/test

Primary LanguageScheme


General instructions for grading

Please read this whole text — especially the parts that are marked with “IMPORTANT”. If you have ideas on improving it, feel free to do so freely (commit and I'll see the update and will go over it).

To get access to the git repository, send me your Github username, and I'll add you. Grading is done by editing files in the repository, and pushing the results back out (no PRs needed).

You can use any of the Github tools — they have user-friendly clients for Windows and OS X, modern editors like VSCode integrate nicely with GH, and there's even on-line editing tools that you can use.

You can also use plain git or any tools that use it — there's really not that much that you need to know. If you want to use plain git, then look at the section in the end that briefly explains everything that you need to know.

IMPORTANT! In case you have used Github in the past: use these tools as much or as little as you want, but do NOT do the grading using pull requests from your own fork. In general, avoid making your own fork of the grading repository which can end up being publicly visible. (Even if you can create private repository, we're not really working on shared code and there are no "reviews", so it's best to just commit & merge directly.)

(If you really want to share work via PRs, use a branch in the grading repository instead of a fork.)

Process overview and the grading board

The complete grading lifecycle goes as follows:

  • Students work on their homework and submit, which saves the files locally in the handin server.
  • When the homework is closed, I sync all files into this repo.
  • A github action creates issues for each "batch" of files (batch size is configured in .github/workflows/shared.sh), with the intention of graders grabing a batch to work on it (using the grading board).
  • Optional: the head TA assigns each batch to a grader (but leaves it in the "Todo" column). Alternatively, don't do this to let graders pick up batches in their own pace.
  • When a grader starts working on a batch, they drag the card to the "In progress" column. If the above assignment wasn't done, the action of moving the card will auto-assign the issue to you.
  • When you're done grading, drag the card to the "Done" column, which will mark the issue as closed. (You can also close the issue, which will move it to the "Done" column.)
  • When all gradings are done, the head TA does a "meta-pass". The purpose of this is to adjust & tweak the gradings so that they are as consistent as possible. When needed, issues can be dragged back to the "In progress" (or "Todo") columns, which will re-open these tickets (with the intention of fixing stuff by the grader).
  • When the meta-pass is done, the cards can be removed from the board (click the and "Archive all cards"). I then sync the graded files back to the handin server, which makes them visible to students.
  • If/when there are later grading changes (see the Regrading section below), you just commit the changes, and I'll sync them to the handin server later.

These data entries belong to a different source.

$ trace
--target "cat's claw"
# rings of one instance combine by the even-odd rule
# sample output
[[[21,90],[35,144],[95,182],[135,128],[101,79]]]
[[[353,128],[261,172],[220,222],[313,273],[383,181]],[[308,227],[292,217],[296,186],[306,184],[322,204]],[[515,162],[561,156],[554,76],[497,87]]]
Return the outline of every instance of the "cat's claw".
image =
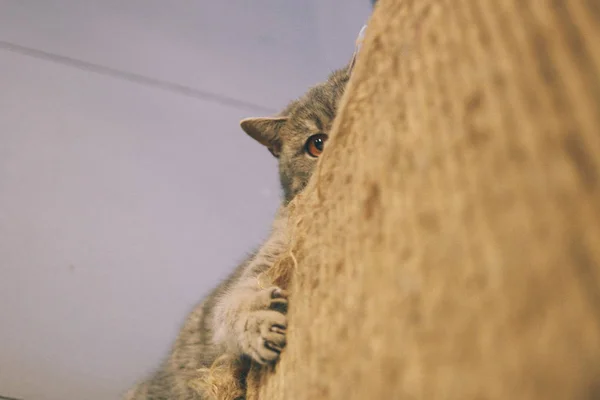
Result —
[[[245,352],[260,364],[276,361],[286,345],[287,292],[271,288],[257,293],[259,309],[248,314],[244,344]]]

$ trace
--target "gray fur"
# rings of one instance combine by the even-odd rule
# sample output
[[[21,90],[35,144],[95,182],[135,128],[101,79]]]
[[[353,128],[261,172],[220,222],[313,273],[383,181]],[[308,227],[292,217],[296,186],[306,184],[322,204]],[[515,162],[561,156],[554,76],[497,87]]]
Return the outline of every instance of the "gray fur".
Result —
[[[270,268],[287,246],[287,204],[308,183],[317,158],[305,152],[308,138],[328,134],[349,70],[329,79],[289,104],[271,118],[251,118],[242,128],[279,159],[284,198],[265,243],[187,317],[169,357],[148,380],[128,394],[128,400],[205,400],[188,385],[197,370],[209,367],[223,354],[239,357],[243,368],[250,360],[275,362],[285,346],[287,294],[276,287],[261,288],[258,275]],[[242,373],[240,387],[244,387]]]

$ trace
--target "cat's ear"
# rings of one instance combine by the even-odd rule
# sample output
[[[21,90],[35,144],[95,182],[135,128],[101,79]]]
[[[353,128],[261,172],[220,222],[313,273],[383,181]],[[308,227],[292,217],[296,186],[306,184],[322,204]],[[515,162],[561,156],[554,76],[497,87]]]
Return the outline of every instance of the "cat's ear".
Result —
[[[246,118],[240,126],[251,138],[266,146],[275,157],[281,153],[281,136],[279,131],[288,117]]]
[[[354,48],[354,54],[352,54],[352,60],[348,64],[346,72],[348,75],[352,75],[352,70],[354,69],[354,64],[356,64],[356,57],[358,57],[358,53],[360,52],[360,48],[362,47],[362,42],[365,39],[365,32],[367,30],[367,26],[363,26],[360,32],[358,33],[358,37],[356,38],[356,46]]]

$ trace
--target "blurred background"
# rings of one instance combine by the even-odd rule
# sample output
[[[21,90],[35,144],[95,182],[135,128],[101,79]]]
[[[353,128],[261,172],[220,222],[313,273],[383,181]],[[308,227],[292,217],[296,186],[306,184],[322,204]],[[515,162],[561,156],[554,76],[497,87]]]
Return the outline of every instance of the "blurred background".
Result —
[[[0,398],[118,399],[268,232],[239,129],[351,57],[366,0],[0,0]]]

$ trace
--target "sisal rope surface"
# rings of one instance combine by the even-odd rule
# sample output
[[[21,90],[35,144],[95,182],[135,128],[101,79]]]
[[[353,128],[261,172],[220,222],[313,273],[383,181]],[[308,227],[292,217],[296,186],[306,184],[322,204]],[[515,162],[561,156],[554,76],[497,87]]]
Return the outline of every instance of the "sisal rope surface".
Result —
[[[600,6],[382,0],[249,399],[600,398]]]

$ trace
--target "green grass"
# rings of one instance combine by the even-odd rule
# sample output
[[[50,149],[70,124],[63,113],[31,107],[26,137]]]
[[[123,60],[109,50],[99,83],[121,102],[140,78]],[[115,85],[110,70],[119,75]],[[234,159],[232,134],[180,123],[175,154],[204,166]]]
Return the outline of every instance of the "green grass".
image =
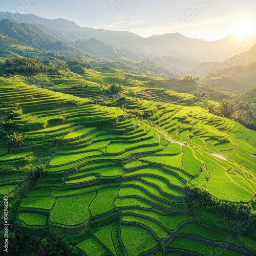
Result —
[[[47,216],[40,214],[21,212],[18,219],[29,226],[46,226]]]
[[[181,227],[179,230],[178,233],[193,234],[214,242],[230,243],[238,247],[243,248],[242,244],[234,238],[231,239],[229,236],[222,234],[196,223],[188,224]]]
[[[51,221],[66,226],[83,223],[89,218],[90,204],[96,193],[58,198],[51,213]]]
[[[118,187],[110,187],[100,190],[90,206],[93,216],[108,212],[114,208],[114,201],[117,197]]]
[[[186,195],[180,190],[173,188],[168,184],[168,183],[164,180],[158,179],[157,178],[153,177],[143,177],[141,178],[141,179],[145,180],[151,184],[157,185],[159,187],[160,189],[164,193],[172,195],[176,197],[185,197]]]
[[[154,179],[154,178],[153,178]],[[124,193],[124,191],[125,190],[125,188],[128,188],[128,189],[132,189],[132,185],[135,185],[139,187],[139,188],[144,188],[147,191],[149,192],[151,195],[158,197],[159,198],[161,198],[162,199],[164,199],[166,201],[169,202],[177,202],[178,200],[176,199],[173,199],[170,198],[168,195],[166,195],[162,193],[162,190],[160,187],[156,187],[153,185],[152,184],[148,184],[147,182],[145,182],[144,181],[145,180],[145,177],[144,177],[144,179],[142,178],[142,179],[135,179],[132,181],[123,181],[121,183],[121,188],[120,189],[121,192]],[[127,187],[131,185],[131,187]],[[140,194],[141,194],[140,193]],[[120,196],[122,196],[122,194],[121,193],[120,193]],[[150,197],[150,198],[151,197]],[[152,200],[151,199],[151,200]],[[155,200],[154,200],[154,202],[156,202]]]
[[[5,156],[0,157],[0,162],[5,162],[6,161],[13,161],[22,158],[24,158],[26,157],[28,157],[31,156],[33,154],[33,152],[25,152],[23,153],[16,153],[12,154],[8,154]]]
[[[154,210],[143,210],[139,209],[122,210],[122,213],[132,213],[138,216],[146,216],[160,223],[170,231],[175,230],[179,225],[184,222],[193,219],[193,217],[189,216],[167,216],[164,212],[160,211],[158,213]]]
[[[93,151],[91,152],[86,152],[80,154],[74,154],[70,155],[58,155],[55,156],[50,162],[50,165],[52,166],[67,164],[76,161],[80,160],[83,158],[89,157],[95,157],[100,156],[102,153],[99,151]]]
[[[123,169],[121,166],[106,167],[88,171],[87,174],[99,174],[103,177],[120,176],[123,174]]]
[[[195,186],[204,187],[206,185],[206,179],[208,177],[208,173],[205,169],[202,170],[200,175],[190,182],[190,183]]]
[[[84,136],[90,132],[94,131],[96,128],[84,128],[84,129],[81,129],[75,132],[73,132],[72,133],[69,133],[65,136],[65,140],[68,140],[70,139],[75,139],[76,138],[79,138],[81,136]]]
[[[124,147],[121,143],[112,143],[106,148],[108,154],[118,154],[125,151]]]
[[[13,191],[18,186],[16,185],[6,185],[6,186],[0,186],[0,195],[7,196]]]
[[[125,168],[129,169],[132,168],[136,168],[137,167],[140,167],[142,165],[142,162],[141,161],[135,160],[128,163],[127,164],[125,164],[124,167]]]
[[[140,197],[147,200],[150,202],[154,203],[166,208],[172,208],[170,204],[163,203],[158,199],[153,197],[150,193],[142,190],[140,187],[134,187],[127,185],[125,187],[121,187],[119,190],[119,197]],[[167,202],[166,203],[167,203]]]
[[[188,146],[183,146],[184,157],[182,169],[188,174],[195,176],[199,173],[203,163],[196,158],[193,151]]]
[[[211,245],[187,238],[175,239],[167,248],[180,249],[205,255],[213,256],[214,252],[214,248]]]
[[[105,252],[105,249],[92,238],[78,243],[76,246],[90,256],[102,256]]]
[[[152,163],[156,163],[163,165],[167,165],[174,168],[180,168],[183,153],[175,156],[150,156],[140,158],[140,160],[147,161]]]
[[[8,153],[9,147],[5,146],[0,146],[0,156],[6,155]]]
[[[116,249],[116,253],[117,256],[122,255],[122,252],[120,247],[119,238],[117,230],[117,225],[114,225],[113,226],[112,232],[111,233],[113,243]]]
[[[25,197],[20,202],[22,208],[34,208],[42,210],[50,210],[55,200],[51,197]]]
[[[93,234],[110,250],[113,255],[116,255],[115,246],[111,237],[113,228],[112,226],[106,227],[97,230]]]
[[[164,178],[168,180],[172,184],[181,187],[185,187],[185,183],[180,179],[168,171],[164,171],[160,168],[147,167],[135,172],[125,173],[124,177],[133,176],[148,176],[148,175],[157,176],[156,178]]]
[[[238,240],[243,243],[246,246],[256,251],[256,242],[247,237],[238,237]]]
[[[30,192],[29,192],[26,196],[30,197],[48,197],[50,195],[51,190],[51,188],[33,189]]]
[[[141,207],[147,209],[151,209],[152,205],[145,203],[141,199],[132,198],[117,198],[115,202],[115,206],[116,207]]]
[[[150,220],[133,215],[124,215],[122,217],[122,220],[125,222],[135,222],[148,227],[156,233],[159,239],[164,239],[168,236],[168,233],[160,226]]]
[[[88,176],[80,179],[77,179],[76,180],[66,180],[65,184],[77,184],[81,182],[86,182],[88,181],[91,181],[98,179],[98,177],[95,176]]]
[[[121,238],[128,255],[139,255],[156,247],[158,243],[143,228],[121,225]]]

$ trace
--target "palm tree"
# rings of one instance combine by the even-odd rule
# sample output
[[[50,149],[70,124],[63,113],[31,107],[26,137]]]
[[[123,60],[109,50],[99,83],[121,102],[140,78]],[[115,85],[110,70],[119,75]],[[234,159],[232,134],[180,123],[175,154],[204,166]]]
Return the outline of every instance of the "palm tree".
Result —
[[[16,133],[15,132],[13,133],[13,135],[10,135],[9,136],[8,141],[11,142],[11,144],[14,147],[17,147],[18,146],[22,146],[23,144],[24,137],[22,137],[21,134],[18,133]]]

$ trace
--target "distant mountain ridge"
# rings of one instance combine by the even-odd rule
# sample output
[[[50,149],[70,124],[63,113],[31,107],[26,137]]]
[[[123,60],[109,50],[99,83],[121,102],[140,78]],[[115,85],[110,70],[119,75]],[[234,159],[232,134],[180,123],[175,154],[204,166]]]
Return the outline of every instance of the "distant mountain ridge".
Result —
[[[155,56],[185,55],[200,62],[221,61],[238,52],[245,41],[233,35],[212,41],[191,39],[175,33],[153,35],[147,38],[127,31],[113,32],[103,29],[82,28],[74,22],[62,18],[48,19],[34,14],[12,14],[0,12],[0,19],[8,18],[18,23],[42,24],[63,34],[71,41],[87,41],[92,38],[119,47],[124,47],[145,55]],[[256,41],[253,36],[252,41]]]

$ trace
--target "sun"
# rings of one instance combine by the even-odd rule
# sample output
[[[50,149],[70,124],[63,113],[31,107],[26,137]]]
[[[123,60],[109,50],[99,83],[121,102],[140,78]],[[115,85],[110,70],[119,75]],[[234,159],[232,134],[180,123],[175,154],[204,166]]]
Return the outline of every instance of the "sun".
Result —
[[[245,37],[253,34],[253,22],[249,18],[244,18],[237,23],[235,27],[236,34],[239,37]]]

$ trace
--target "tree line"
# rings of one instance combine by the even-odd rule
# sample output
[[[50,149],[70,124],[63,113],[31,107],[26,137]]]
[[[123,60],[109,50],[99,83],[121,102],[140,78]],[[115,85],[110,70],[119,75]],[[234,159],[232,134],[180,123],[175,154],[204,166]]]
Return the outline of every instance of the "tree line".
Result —
[[[41,60],[38,58],[12,58],[6,60],[2,66],[4,74],[23,75],[49,74],[61,75],[70,72],[86,74],[90,65],[78,59],[70,59],[67,63],[54,65],[50,59]]]

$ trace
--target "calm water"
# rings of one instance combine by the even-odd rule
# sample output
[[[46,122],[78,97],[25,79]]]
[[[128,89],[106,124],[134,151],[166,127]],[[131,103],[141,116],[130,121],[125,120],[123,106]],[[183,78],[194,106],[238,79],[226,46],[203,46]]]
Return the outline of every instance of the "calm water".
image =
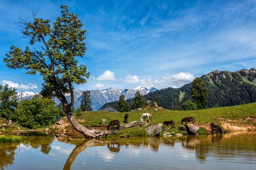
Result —
[[[256,169],[256,132],[168,138],[31,136],[0,144],[0,170]]]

Working with the grading board

Most of the workflow is done in the grading board. Issues appear there as cards, which can be dragged around the three columns. There is some automation involved here:

  • dragging an unassigned issue will assign it to you,
  • dragging an issue to the "Done" column marks it as closed, and dragging one back out will re-open the issue. In addition, you can edit issues right on the board: just click an issue title and the issue will pop-up on the right.

Since the grading board is the main place for synchronizing the grading work, there are a few things that are worth doing:

  • Your profile picture and name will appear on issues that are assigned to you. It is therefore useful to make sure that you have a name that identifies you and some picture (even if not a picture of yourself, it's good to have something that is different from the default pixel-map one) that people will associate with you.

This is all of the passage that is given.